Mark Sevestre is a senior adviser and founding member of the National Aboriginal Trust Officers Association.
Shannon Rohan is the chief strategy officer at the Shareholder Association for Research and Education.
Over the past year, corporate governance discussions around diversity and inclusion have taken a necessary and long overdue look at representation of Black, Indigenous and people of colour as well as other underrepresented groups in corporate leadership.
The BlackNorth Initiative, an important voice in this space, calls on corporate leaders to commit to specific actions and targets designed to end systemic racism and create opportunities for BIPOC communities across their organizations.
Among these underrepresented communities are Indigenous peoples.
Despite some progress, Canada’s corporate sector has much work to do in accelerating representation and participation of Indigenous peoples on corporate boards, in management and across companies’ operations, including as employees, suppliers and business partners.
More and more Canadian companies and investors recognize the business benefits of building diverse teams that include Indigenous peoples and advancing the broader goals of reconciliation and anti-racism.
Our latest research on a sample of Toronto Stock Exchange-listed companies suggests that corporate disclosure practices are generally trending in the right direction as companies slowly recognize the value in tracking and providing stakeholders with information about reconciliation and Indigenous relations.
For example, of the 78 companies sampled, 28 per cent provide data on Indigenous representation on boards. The study also found that since 2016, there has been a significant 28-per-cent increase in companies that reference Indigenous heritage or identity in board of director diversity policies, and 22 per cent in senior management policies.
The disappointing truth, however, is that increased disclosure has not yet translated into increased representation of Indigenous peoples in corporate leadership.
Among the 78 companies, none actually disclosed having Indigenous board members. Moreover, a recent universal review of 2020 diversity disclosure practices at Canadian public companies reaffirmed that, among companies that disclose numbers, Indigenous directors make up just 0.5 per cent of board positions. With Indigenous peoples making up approximately 5 per cent of the Canadian population, the current figure falls far short of being adequate.
So how do we encourage companies to increase the pace of change with regard to Indigenous representation? How do we accelerate the shift from disclosure to real world change – from talk to action?
The onus is on regulators, companies and investors alike.

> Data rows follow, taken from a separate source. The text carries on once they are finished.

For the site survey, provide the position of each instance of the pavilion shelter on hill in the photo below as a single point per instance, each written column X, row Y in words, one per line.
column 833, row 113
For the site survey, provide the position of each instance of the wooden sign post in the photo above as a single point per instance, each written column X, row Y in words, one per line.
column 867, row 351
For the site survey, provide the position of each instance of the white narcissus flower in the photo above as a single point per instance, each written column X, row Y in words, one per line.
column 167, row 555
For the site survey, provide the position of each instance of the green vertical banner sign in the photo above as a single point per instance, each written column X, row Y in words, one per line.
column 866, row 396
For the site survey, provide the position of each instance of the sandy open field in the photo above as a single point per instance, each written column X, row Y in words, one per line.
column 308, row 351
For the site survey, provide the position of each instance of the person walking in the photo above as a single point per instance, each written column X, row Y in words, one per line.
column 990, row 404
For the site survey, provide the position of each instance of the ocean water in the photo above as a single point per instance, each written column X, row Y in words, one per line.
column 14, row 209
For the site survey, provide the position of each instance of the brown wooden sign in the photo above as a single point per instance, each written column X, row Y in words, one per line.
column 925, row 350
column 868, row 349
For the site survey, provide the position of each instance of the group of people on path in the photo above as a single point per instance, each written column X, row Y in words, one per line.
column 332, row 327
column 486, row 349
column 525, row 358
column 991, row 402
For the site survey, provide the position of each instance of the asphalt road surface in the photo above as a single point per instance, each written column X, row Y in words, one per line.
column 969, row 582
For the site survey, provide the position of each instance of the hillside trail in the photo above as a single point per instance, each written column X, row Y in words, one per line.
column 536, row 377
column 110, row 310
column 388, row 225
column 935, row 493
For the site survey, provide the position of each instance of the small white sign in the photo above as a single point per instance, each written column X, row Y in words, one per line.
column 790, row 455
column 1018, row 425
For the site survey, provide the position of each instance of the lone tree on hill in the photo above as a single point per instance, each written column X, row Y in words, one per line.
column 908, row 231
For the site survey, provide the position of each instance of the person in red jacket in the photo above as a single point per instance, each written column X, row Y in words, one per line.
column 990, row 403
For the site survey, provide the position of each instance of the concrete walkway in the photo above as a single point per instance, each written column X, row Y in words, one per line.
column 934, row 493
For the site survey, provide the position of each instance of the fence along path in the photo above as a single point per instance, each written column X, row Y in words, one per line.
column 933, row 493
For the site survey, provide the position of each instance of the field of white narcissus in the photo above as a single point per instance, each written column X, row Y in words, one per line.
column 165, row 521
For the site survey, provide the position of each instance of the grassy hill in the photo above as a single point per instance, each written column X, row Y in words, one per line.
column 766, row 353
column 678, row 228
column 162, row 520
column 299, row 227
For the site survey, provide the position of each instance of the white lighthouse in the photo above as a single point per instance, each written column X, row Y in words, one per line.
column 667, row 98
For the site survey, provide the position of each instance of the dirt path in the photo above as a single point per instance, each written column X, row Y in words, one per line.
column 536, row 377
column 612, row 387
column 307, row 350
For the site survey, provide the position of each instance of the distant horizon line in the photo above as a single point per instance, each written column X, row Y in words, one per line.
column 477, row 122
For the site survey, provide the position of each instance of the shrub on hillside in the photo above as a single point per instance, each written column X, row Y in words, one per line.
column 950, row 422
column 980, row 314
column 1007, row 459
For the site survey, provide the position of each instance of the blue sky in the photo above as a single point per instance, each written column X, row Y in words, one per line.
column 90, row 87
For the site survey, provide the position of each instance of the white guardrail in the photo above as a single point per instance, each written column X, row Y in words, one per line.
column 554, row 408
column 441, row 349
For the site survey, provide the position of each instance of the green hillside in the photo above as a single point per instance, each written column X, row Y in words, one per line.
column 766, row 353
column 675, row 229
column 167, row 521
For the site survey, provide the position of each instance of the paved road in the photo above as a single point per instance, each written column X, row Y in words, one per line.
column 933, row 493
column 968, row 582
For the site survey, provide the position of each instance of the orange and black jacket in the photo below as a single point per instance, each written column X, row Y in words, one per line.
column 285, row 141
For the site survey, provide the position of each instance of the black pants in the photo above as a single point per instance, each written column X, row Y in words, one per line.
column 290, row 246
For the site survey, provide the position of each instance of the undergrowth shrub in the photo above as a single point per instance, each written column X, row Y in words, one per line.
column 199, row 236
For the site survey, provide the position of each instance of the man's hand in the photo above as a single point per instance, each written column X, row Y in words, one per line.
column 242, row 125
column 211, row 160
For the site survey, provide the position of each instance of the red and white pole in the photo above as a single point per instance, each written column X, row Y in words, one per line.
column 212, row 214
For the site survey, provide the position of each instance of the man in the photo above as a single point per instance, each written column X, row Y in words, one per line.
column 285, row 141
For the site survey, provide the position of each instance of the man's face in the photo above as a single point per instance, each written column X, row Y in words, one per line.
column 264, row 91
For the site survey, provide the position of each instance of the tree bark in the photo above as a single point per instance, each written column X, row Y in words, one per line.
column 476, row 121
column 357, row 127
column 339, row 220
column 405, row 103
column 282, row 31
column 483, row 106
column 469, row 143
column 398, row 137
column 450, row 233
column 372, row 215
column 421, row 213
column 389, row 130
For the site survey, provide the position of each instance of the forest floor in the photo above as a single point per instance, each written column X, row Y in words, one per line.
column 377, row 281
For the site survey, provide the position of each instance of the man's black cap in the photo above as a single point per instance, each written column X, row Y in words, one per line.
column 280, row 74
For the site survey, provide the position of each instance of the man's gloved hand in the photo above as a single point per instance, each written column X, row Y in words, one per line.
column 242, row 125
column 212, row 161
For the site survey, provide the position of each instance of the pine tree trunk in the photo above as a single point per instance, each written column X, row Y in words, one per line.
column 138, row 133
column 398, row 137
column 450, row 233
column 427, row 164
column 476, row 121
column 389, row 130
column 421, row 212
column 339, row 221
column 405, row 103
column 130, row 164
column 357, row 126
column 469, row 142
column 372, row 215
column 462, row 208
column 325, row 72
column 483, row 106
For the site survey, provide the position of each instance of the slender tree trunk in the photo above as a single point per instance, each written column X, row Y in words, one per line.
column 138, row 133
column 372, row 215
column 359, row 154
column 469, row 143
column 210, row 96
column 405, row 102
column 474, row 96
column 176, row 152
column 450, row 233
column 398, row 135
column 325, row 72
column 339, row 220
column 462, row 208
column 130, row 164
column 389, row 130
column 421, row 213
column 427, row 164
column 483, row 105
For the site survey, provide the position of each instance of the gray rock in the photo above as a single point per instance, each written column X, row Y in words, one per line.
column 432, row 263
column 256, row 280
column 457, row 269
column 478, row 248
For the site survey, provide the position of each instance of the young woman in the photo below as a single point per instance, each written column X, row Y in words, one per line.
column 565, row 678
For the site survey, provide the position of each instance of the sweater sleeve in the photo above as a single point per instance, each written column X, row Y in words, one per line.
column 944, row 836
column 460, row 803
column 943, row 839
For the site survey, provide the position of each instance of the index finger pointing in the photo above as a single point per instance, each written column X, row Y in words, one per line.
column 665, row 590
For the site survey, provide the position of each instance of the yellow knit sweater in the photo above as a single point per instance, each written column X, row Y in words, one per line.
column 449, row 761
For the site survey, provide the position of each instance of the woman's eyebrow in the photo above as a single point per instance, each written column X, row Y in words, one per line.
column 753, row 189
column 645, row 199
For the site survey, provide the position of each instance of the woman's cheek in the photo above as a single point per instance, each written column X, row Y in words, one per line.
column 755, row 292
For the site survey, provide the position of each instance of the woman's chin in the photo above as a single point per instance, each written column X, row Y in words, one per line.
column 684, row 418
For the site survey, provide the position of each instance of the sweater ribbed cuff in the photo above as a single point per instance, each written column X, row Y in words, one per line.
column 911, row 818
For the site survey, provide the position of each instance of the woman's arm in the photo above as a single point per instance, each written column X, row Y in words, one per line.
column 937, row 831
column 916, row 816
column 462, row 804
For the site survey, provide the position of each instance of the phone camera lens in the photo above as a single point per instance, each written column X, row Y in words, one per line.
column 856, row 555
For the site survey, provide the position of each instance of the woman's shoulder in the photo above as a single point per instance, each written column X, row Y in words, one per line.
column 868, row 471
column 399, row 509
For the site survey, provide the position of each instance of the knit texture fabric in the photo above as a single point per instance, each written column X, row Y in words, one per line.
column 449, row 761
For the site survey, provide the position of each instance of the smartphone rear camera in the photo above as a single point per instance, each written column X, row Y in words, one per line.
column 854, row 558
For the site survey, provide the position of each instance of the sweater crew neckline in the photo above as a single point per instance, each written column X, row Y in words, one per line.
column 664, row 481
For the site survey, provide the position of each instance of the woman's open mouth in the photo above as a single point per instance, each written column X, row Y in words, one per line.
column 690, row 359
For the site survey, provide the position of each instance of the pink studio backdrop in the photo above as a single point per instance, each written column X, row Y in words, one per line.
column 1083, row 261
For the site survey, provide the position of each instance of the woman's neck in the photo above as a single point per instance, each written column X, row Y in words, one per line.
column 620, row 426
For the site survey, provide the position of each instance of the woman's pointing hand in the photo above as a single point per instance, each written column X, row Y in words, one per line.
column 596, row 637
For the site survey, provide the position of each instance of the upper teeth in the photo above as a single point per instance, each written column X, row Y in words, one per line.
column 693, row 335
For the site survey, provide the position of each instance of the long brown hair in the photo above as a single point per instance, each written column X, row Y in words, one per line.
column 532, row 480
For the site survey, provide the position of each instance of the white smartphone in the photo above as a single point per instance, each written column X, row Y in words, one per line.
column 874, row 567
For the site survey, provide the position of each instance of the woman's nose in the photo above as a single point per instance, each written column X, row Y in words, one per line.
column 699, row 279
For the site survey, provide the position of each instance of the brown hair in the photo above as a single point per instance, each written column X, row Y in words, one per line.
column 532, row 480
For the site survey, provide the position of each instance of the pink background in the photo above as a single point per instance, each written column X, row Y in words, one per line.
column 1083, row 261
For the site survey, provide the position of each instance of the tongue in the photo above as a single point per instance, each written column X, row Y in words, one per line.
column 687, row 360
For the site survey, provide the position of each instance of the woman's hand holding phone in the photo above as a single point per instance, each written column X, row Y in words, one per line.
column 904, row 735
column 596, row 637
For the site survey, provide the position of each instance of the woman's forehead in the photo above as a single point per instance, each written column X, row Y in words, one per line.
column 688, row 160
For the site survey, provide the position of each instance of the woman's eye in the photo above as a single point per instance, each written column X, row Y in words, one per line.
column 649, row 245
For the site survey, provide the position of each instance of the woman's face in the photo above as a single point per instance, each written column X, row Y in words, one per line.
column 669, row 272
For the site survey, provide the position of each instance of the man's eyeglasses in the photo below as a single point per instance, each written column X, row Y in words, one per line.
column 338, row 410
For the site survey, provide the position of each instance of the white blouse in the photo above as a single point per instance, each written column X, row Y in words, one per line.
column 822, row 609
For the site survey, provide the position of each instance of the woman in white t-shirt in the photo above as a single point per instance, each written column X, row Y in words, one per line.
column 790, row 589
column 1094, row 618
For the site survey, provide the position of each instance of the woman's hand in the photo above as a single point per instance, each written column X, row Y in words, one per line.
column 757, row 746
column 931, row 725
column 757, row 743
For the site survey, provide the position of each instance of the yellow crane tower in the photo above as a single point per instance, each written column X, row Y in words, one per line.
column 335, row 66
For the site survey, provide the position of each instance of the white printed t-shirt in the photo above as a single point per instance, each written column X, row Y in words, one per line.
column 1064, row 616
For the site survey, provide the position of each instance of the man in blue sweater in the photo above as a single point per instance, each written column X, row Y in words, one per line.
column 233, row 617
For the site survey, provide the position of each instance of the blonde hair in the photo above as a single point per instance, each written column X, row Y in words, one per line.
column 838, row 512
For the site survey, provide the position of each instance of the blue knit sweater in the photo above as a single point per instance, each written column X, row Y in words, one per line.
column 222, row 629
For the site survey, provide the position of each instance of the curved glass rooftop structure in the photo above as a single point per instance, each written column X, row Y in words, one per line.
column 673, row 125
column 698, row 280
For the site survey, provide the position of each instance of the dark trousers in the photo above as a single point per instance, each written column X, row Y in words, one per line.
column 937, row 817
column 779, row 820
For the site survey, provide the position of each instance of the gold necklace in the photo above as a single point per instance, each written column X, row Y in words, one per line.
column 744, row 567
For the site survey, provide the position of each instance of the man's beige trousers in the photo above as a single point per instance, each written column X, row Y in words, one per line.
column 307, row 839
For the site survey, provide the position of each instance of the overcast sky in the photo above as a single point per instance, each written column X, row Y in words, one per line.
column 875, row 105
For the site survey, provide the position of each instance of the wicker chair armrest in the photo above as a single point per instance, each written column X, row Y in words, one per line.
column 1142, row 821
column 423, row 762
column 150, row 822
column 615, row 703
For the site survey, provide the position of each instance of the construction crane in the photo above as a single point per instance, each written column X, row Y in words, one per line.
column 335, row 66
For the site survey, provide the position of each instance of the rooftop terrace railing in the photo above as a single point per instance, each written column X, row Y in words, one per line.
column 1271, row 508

Regulators in Canada have taken some important initial steps. Enhanced diversity and disclosure rules in recent amendments to the Canadian Business Corporations Act made 2020 the first year that federally incorporated companies were required to disclose whether they had directors who were visible minorities, of Indigenous heritage or persons with disabilities.
We have been urging provincial governments to extend these rules to provincially-registered corporations to foster Indigenous representation across the Canadian business landscape. Ontario should take the lead by adopting the recent recommendation of its Capital Markets Modernization Taskforce to require corporate issuers to set targets for BIPOC representation on boards and executive leadership – better yet, benchmarked against ambitious percentages that redress historical underrepresentation more aggressively.
Companies themselves must set aspirational targets to improve the representation of Indigenous peoples as board directors, employees, business partners and suppliers. More publicly traded companies should commit to the BlackNorth Initiative pledge, which incorporates critical aspects of anti-racism education – also a recommendation of the Truth and Reconciliation Commission Call to Action 92. Companies should also adopt supplier commitments and join comprehensive efforts like the Canadian Council for Aboriginal Business’ Progressive Aboriginal Relations certification program.
Finally, investors need to vociferously support these actions by regulators and companies. And where companies fall short, they must also use the stewardship tools available to hold companies accountable. This includes exercising their proxy voting rights to support calls for greater Indigenous representation and consideration of votes against directors when genuine progress is not being achieved.
Senator and TRC commissioner Murray Sinclair reminds us that “Indigenous people and people of colour standing up and saying, ‘Enough is enough,’ is one thing … [but] the people in charge of the institutions that we’re trying to address really do need to take stock of what they’re doing, and change the way they do business.”
One important place to start is to ensure our institutions are representative of the communities and populations we serve. Canada’s corporate boardrooms and C-suites are a far cry from this goal, but momentum is building and now is the time to move from talk to action and accelerate Indigenous representation and participation across our economy.